Christian, an Oxford University-educated historian and scholar, is one of those big thinkers who argues that the only way to understand the past is to take a deep dive into the entire 14-billion-year history of the universe.
“David created my favorite course of all time, Big History,” write Gates. “It tells the story of the universe from the big bang to today’s complex societies, weaving together insights and evidence from various disciplines into a single narrative. If you haven’t taken Big History yet, Origin Story is a great introduction. If you have, it’s a great refresher. Either way, the book will leave you with a greater appreciation of humanity’s place in the universe.”
Factfulness: Ten Reasons We Are Wrong About the World—And Why Things Are Better Than You Think, by Hans Rosling, with Ola Rosling and Anna Rosling Ronnlund.
Rosling, a Swedish doctor whose wildly popular TED Talks helped transform him into a pop-star statistician, used data to show that life on Planet Earth—along with issues like population growth and global health—wasn’t nearly as gloomy as some might have you believe.

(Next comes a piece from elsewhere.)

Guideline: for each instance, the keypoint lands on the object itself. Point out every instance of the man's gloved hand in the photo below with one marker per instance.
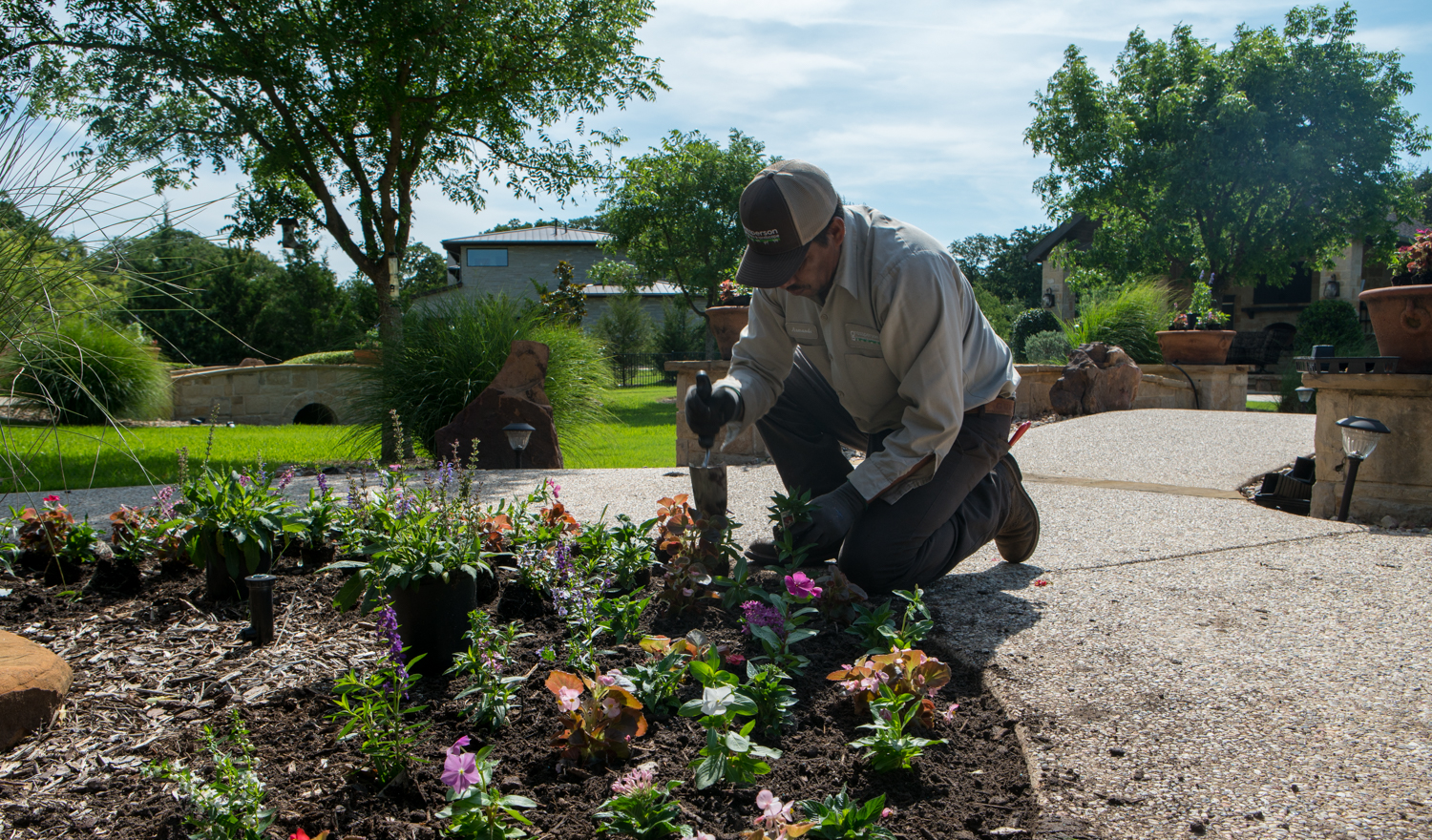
(832, 518)
(707, 410)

“I’ve been recommending this book since the day it came out,” writes Gates. “Hans, the brilliant global-health lecturer who died last year, gives you a breakthrough way of understanding basic truths about the world—how life is getting better, and where the world still needs to improve. And he weaves in unforgettable anecdotes from his life. It’s a fitting final word from a brilliant man, and one of the best books I’ve ever read.”